Moneylenders in Cambodia charge high interest rates, and most of our graduates do not qualify for bank loans as they lack collateral. So our micro-credit program provides them with capital to start their own businesses - usually by stocking up on parts and stock. Whilst the majority of graduates do not need micro-credit, it allows those who do to get business cashflow moving early on; and gives them an advantage over their competition.

 

Graduates go through a stringent screening process before they are loaned money, to assess their ability to repay. Typically only four or five of 10 applicants will be successful.

 

The program assists hundreds of individuals across the country with low-interest business loans. Eighty-three groups (containing over 500 graduates) receive group loans along the lines of the Grameen Bank system in Bangladesh.

 

Loans are for up to three years, and are often in the $150 to $300 range.

 

Some loans go to non-disabled people too, to prevent jealousy about 'special' treatment of the disabled, and simply to put more cash into local communities - some of which will end up in our graduates' tills.

 

The provincial Lom Orng micro-credit schemes were established with the assistance of the Kadoorie Charitable Foundation, Terre des Hommes, the Canadian International Development Agency, and other donors.
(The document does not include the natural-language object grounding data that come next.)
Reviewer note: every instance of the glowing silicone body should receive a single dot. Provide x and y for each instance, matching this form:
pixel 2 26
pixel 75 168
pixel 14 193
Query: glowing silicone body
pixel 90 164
But after Year One of a micro-credit scheme, repayments generally finance new loans, to other graduates: the scheme soon becomes financially self-sustaining. This removes the need for perpetual donors.

 

Since 2006, Lom Orng has been advised on the scheme by Angkor Micro-Credit Kumpuchea (AMK), the second-largest micro-finance institution in Cambodia.

 

Of the 512 loans made between 2000 and 2009, only 33 borrowers were unable to repay 100% of the loan.